Priority is ranked according to how often a word shows up and how often it is likely to cause problems. The word with the highest percentage, of, is the word that occurs the most times in the file. Most of the time it creates WO issues, and most of the time eMT gets the WO wrong.
The priority of each word visualized on a pie chart is shown in Figure 2.
Of is first on the list, accounting for 25.7% of WO issues, which means it should be a top priority if one were to improve the quality of the translation output. If we can fix the WO issue of of, then we fix 25.7% of our WO issues. After that we can move on to the second priority, in, and so on.
So how do we go about fixing WO issues? The current proposed solution that we designed with our human language technology (HLT) research scientist is to annotate sentences with numbered strings. Figure 3 shows an example:
The English sentence is the source. The first Simplified Chinese translation is the eMT output. The second Simplified Chinese sentence is the post-edited translation. Each string that needs to be moved is numbered in the eMT output. (These strings are underlined here with colored lines to highlight.) As shown, strings 1, 2 and 3 are moved to the beginning of the sentence and are switched to 3, 2 and 1. By numbering the strings that need to be moved in a sentence, linguists can help HLT research scientists to write algorithms that train our engine to better calculate the position of these modifiers when translating from English into Chinese.
Simplified Chinese can be a difficult language to learn.

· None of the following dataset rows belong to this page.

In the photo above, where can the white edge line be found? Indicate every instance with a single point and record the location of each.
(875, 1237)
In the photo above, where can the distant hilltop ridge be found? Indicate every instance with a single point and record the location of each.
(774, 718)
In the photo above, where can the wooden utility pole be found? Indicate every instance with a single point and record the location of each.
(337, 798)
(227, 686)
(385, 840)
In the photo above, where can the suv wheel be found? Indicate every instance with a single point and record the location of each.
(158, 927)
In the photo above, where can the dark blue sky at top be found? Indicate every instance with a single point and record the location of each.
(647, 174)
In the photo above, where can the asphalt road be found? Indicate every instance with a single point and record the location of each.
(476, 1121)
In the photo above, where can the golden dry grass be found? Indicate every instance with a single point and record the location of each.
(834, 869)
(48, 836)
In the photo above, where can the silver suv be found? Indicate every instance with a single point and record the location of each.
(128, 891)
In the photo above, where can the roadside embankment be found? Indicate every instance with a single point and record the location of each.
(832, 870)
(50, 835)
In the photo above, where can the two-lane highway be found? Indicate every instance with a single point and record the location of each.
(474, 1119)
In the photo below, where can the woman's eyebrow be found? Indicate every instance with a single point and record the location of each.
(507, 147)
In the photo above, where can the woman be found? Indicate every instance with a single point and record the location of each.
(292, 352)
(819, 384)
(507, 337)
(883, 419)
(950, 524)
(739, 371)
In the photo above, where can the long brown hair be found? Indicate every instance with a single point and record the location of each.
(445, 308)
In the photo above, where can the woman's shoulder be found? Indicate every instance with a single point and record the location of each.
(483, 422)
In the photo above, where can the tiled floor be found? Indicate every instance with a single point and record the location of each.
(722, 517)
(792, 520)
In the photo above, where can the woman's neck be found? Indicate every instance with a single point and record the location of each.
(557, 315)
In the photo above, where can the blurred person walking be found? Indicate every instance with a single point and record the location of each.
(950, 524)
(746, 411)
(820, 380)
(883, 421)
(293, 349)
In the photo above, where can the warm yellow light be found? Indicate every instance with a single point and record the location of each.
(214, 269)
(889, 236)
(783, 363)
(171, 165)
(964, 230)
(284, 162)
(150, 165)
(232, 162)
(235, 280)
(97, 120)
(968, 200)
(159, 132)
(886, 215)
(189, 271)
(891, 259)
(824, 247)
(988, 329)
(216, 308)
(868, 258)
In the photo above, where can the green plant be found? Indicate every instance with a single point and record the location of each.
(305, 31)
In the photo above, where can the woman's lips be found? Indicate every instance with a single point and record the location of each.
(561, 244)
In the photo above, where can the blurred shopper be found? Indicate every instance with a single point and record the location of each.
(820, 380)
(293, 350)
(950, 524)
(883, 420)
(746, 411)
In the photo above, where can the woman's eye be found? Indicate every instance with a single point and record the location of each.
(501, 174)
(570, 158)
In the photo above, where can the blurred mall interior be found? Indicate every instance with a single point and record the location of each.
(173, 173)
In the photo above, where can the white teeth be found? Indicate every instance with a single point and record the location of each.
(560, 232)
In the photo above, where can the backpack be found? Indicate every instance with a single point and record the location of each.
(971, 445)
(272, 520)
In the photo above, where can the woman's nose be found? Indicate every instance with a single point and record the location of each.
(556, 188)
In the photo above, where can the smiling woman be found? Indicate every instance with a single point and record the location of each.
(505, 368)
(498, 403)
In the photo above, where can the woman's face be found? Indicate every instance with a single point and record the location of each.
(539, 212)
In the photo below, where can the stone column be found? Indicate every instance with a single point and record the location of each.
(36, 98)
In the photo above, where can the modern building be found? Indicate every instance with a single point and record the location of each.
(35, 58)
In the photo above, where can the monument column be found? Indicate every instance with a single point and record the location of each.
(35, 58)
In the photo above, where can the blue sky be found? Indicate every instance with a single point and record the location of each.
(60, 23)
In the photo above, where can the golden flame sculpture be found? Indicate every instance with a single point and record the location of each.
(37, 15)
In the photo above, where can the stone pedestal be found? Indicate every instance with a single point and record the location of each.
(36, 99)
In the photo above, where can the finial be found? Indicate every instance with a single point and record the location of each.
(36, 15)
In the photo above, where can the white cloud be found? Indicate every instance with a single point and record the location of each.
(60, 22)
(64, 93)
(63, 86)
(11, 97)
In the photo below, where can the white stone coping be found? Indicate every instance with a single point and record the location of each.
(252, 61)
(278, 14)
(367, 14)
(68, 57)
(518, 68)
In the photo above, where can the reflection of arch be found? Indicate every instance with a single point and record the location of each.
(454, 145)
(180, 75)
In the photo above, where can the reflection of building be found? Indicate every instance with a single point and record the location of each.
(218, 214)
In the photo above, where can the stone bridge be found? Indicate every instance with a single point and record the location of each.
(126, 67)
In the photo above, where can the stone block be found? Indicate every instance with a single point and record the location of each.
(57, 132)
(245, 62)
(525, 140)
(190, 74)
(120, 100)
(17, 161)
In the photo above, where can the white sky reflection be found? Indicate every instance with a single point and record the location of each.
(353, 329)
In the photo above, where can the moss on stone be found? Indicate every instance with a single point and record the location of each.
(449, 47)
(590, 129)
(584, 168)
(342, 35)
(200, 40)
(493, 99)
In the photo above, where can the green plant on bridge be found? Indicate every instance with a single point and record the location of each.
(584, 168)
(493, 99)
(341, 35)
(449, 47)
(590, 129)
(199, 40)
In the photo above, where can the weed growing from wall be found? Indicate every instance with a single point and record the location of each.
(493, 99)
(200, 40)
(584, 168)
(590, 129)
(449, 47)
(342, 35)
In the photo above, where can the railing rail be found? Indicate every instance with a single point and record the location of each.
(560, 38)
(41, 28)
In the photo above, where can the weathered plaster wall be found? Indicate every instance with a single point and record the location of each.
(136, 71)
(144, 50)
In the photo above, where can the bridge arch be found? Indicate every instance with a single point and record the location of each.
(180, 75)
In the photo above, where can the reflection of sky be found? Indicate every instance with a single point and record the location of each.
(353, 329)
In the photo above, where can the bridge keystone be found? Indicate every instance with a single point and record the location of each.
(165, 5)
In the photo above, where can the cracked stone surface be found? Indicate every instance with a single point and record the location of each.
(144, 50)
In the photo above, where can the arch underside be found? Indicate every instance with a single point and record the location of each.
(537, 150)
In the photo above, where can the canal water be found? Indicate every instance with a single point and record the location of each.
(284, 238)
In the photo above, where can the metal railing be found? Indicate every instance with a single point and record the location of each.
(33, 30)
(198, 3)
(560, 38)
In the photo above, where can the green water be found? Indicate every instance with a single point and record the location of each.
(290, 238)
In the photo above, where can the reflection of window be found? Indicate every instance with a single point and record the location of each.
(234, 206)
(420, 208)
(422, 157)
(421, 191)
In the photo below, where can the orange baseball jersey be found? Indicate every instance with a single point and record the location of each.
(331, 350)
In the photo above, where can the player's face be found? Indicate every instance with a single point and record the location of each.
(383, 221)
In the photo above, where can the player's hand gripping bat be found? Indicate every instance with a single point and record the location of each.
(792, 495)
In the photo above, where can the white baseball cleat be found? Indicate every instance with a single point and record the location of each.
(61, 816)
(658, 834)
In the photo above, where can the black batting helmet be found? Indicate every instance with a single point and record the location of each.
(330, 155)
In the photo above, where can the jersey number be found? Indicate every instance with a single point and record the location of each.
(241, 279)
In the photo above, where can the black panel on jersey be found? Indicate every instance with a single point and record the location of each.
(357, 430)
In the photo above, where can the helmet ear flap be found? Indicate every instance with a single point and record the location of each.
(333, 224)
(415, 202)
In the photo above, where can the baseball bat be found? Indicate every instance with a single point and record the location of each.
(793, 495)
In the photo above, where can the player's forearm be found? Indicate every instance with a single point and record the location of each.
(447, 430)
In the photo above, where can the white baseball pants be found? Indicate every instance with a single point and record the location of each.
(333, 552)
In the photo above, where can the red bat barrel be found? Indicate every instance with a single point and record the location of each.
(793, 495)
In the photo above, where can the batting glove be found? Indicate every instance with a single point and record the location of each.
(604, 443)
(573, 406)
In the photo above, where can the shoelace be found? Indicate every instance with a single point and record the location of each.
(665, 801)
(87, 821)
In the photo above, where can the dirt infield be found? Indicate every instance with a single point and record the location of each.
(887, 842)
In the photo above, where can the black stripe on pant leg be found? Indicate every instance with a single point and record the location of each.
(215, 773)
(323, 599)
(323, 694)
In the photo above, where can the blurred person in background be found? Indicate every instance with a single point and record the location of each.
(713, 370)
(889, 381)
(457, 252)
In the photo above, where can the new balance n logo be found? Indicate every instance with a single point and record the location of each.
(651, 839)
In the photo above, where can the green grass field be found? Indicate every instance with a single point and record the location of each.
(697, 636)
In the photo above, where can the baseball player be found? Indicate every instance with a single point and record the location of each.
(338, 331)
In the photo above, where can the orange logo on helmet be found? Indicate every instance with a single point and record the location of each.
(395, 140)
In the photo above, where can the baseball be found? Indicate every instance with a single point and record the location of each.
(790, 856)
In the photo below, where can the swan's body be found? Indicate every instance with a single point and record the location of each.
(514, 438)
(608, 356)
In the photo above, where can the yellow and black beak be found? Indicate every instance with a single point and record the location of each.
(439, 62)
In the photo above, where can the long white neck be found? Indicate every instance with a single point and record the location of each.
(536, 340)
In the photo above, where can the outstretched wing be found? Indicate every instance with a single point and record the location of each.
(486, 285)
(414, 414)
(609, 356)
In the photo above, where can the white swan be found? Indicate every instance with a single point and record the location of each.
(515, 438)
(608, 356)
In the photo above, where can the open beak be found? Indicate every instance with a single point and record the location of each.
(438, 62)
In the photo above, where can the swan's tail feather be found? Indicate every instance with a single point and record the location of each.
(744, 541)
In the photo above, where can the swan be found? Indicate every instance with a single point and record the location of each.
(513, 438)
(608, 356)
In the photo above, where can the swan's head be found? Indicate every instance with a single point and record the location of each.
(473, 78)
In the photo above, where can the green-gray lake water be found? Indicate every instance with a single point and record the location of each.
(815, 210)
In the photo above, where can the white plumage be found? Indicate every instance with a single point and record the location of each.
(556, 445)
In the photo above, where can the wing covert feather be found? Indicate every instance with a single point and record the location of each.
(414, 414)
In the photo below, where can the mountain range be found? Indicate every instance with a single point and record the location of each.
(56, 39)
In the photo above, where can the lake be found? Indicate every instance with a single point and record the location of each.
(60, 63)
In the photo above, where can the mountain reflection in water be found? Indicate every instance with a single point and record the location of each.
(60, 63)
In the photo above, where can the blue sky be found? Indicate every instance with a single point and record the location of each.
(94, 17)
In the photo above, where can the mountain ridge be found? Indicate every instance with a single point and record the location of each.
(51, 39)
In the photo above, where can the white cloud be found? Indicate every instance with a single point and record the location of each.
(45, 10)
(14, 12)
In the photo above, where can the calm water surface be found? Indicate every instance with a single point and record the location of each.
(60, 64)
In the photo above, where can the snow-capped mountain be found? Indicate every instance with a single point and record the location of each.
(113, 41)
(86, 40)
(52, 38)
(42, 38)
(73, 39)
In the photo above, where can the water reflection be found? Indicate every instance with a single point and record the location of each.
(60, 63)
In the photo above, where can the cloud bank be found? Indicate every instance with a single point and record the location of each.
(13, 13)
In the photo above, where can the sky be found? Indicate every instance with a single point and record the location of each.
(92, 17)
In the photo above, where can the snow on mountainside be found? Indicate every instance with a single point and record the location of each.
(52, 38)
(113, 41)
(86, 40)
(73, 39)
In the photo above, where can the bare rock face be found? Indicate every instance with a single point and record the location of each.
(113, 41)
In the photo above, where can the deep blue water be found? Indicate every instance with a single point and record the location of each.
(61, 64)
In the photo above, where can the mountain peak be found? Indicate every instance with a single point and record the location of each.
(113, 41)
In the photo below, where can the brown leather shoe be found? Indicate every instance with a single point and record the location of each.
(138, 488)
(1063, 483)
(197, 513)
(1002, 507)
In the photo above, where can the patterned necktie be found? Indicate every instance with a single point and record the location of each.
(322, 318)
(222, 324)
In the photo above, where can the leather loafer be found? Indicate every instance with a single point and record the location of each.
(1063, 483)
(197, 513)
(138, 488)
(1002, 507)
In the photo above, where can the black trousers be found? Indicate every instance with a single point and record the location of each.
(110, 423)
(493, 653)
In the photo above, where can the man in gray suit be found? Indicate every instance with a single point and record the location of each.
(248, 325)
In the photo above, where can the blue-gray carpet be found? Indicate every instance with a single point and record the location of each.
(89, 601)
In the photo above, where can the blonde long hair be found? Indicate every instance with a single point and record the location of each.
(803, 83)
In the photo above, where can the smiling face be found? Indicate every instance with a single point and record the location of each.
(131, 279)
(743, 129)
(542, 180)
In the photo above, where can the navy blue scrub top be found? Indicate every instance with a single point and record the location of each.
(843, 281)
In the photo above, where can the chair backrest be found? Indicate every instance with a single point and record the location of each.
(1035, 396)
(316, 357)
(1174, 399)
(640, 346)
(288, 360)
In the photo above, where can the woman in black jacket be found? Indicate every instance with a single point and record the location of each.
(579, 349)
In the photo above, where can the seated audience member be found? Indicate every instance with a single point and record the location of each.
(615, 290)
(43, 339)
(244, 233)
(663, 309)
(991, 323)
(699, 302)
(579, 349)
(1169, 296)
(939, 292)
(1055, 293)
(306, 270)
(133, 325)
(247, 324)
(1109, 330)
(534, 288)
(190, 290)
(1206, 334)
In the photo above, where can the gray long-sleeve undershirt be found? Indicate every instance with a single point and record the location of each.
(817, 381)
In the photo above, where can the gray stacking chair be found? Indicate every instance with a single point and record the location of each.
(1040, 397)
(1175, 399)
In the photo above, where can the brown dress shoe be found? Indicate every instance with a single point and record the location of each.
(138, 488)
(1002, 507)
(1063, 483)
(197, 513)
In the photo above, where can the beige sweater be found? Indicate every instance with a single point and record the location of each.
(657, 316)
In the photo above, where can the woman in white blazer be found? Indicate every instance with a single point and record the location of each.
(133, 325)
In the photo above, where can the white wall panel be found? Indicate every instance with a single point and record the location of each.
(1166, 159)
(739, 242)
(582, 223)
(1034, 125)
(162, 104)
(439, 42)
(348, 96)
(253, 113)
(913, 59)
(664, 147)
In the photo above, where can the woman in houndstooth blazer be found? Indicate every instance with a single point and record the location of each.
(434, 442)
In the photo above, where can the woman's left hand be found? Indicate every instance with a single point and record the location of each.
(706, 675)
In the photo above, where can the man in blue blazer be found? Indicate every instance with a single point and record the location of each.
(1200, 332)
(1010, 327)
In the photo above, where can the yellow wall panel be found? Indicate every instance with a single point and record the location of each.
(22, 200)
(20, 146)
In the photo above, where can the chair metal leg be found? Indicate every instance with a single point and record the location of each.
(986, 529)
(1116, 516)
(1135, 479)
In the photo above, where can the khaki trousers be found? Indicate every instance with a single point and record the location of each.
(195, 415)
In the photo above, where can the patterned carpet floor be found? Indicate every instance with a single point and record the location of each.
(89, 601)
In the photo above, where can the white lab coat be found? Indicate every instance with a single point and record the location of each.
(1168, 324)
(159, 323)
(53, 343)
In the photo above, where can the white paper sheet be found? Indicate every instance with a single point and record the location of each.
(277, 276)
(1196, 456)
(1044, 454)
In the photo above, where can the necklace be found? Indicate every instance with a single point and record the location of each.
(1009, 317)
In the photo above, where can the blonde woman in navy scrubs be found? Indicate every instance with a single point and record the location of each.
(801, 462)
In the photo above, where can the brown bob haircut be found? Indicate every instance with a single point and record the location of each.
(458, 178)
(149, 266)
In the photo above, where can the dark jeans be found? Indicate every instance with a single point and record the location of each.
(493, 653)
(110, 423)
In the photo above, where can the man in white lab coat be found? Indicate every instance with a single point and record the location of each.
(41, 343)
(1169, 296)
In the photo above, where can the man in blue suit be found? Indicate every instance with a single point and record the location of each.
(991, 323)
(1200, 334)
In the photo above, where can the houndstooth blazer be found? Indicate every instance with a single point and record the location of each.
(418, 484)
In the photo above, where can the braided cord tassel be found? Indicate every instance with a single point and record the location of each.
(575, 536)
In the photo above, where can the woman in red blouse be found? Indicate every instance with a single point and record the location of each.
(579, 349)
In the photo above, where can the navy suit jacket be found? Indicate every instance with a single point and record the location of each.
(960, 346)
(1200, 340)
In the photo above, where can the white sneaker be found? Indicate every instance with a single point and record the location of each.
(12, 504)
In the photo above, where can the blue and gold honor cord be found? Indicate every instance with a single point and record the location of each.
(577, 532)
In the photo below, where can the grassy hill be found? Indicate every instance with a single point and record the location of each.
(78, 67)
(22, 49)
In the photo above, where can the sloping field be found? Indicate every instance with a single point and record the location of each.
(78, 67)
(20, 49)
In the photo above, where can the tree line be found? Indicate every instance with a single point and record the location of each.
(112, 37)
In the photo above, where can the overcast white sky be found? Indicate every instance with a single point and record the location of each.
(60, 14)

There is not really much grammar to it; yet if things are not expressed in exactly the right order, then — as a native would say — it just doesn’t sound right. But one may argue that this is the case with all languages. Lucky for our translation engine, there are still some patterns to follow. What it needs to do is to identify and recognize these modifiers, the meaning units they carry, as well as the key phrases that they are modifying. Then our engine will be one step closer to putting the puzzle pieces together and bringing these culprits to justice.